In 1960, my 106 year old grandmother eagerly embraced a welcome new role. The eternally feisty, always enduring, and ever evolving Penelope Conomos officially became "Yiayia". Daughter Anastasia gave birth to a beautiful baby girl. And in a show of respect, she and her husband named her Damiani after Giagia's beloved mother still living in Greece. A few years later, Yiayia's joy multiplied when Anastasia welcomed a second baby girl. And in another great gesture of love, the proud parents christened her Penelope, after my dear grandmother.
The hard as nails Penelope - once reknown for raising her own children under the threat of spanking by Koutala (wooden spoon); who sent them off to school with the daily Greek admonition "mi mas kanis rezili" (do not bring shame to the family name) ~ was by all accounts a doting, devoted, darling of a grandmother. Just like her American counterparts, Yiayia spoiled her granddaughters with an abundance of adoration and praise. But she never strayed far from her Greek roots. In lieu of Barbie dolls, she'd give them traditional Greek peasant dolls. And instead of chocolate chip cookies, she'd serve plate after plate of Koulourakia.

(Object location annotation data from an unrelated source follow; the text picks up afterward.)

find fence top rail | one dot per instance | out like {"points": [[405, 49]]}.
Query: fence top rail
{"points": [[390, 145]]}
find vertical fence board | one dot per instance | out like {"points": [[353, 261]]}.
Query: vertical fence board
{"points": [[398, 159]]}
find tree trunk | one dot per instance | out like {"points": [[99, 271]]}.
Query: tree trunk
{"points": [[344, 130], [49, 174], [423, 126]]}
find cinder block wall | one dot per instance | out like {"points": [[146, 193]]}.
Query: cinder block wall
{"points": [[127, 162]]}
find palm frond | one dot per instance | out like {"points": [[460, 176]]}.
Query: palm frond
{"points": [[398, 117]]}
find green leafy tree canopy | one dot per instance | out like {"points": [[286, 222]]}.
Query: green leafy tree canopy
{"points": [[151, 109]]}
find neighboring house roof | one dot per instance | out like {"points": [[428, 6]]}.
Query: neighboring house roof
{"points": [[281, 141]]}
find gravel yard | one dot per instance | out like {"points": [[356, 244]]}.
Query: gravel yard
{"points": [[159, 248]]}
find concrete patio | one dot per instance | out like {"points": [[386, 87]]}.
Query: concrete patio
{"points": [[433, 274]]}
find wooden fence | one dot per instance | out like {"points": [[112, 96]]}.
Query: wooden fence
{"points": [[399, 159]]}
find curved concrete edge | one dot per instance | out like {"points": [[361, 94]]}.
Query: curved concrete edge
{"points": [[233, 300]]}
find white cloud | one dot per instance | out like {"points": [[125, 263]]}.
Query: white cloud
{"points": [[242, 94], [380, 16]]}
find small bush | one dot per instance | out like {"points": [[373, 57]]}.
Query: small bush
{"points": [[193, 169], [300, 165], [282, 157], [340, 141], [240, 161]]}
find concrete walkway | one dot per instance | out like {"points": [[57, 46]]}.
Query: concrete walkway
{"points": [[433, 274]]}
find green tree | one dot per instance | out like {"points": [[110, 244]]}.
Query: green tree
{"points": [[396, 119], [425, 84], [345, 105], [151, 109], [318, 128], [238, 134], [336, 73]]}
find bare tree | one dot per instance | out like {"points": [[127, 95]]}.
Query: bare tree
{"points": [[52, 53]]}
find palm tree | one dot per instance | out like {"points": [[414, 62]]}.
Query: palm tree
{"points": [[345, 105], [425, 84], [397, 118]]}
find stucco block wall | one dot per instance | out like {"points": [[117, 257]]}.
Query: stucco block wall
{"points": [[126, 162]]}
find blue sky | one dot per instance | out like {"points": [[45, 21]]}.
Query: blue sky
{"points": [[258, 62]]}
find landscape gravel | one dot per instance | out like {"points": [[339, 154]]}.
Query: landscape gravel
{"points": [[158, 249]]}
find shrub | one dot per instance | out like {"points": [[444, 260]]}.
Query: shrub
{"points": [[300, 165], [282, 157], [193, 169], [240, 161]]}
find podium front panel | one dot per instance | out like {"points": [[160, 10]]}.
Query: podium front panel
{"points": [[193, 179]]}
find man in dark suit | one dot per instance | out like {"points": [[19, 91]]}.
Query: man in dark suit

She'd present those traditional Greek cookies with a joyful order no one dared to ever refuse: "Fae!" Eat!
But it wouldn't be long before devastating news from Greece tempered Yiayia's newfound joy. Her beloved mother Damiani was suddenly ailing. And the resourceful peasant woman--revered in their village of Agia Anastasia for helping to feed neighbors during the WWII Axis Occuption--was growing weaker by the day. Yiayia needed to sail to the old country post haste. Yet ultimately time proved to be unkind. Before she could even board a ship to return to those familiar shores, her mother's heart failed. Still living alone on their ancestral island of Kythera, the once indomitable Damiani passed away in her lonely little stone cottage overlooking the sea.
Decades later, my future husband and I would join my parents to visit that quiet cottage on the trip of a lifetime to Greece. Surrounded by Damiani's once prolific olive orchards, my father Tasso led us up that rocky terrain to Yiayia's ancestral home. He took out his key, turned the knob, and opened up a world of incredibly poignant family history inside.
With heavy hearts, we solemnly gazed upon those stone walls now bare of family photos. The quiet corner of the cottage where Yiayia was miraculously born. The back room where her beloved donkey "Keecho" and the family's livestock slumbered. The adjoining room where Yiayia, her mother, and three siblings slept side by side on the cold, hard floor. The well outside - now dry. The nearby latrine - a shadow of itself. The voices inside - eternally silent. But for one, of course.
All these years later, that lone voice now lives in a little pink house with the red door in San Jose, California. But thousands of miles away that quiet stone cottage still stands proudly overlooking the Mediterranean. Just like my 106 year old Yiayia, those lonely walls have defied the test of time.
Yiayia's beloved ancestral home in the village of Agia Anastasia, on the island of Kythera, in the southernmost tip of Greece, still receives the occasional inquisitive visitor. And when it does ~ just like Yiayia's traditional Greek dances ~ it eagerly tells a tale of incredible human sacrifice and endurance. It's a beautiful, poignant story of one poor but proud family forced to adapt and to endure so future generations could one day thrive. As my beloved Yiayia always says, "such is the life." And yet it hardly seems fair.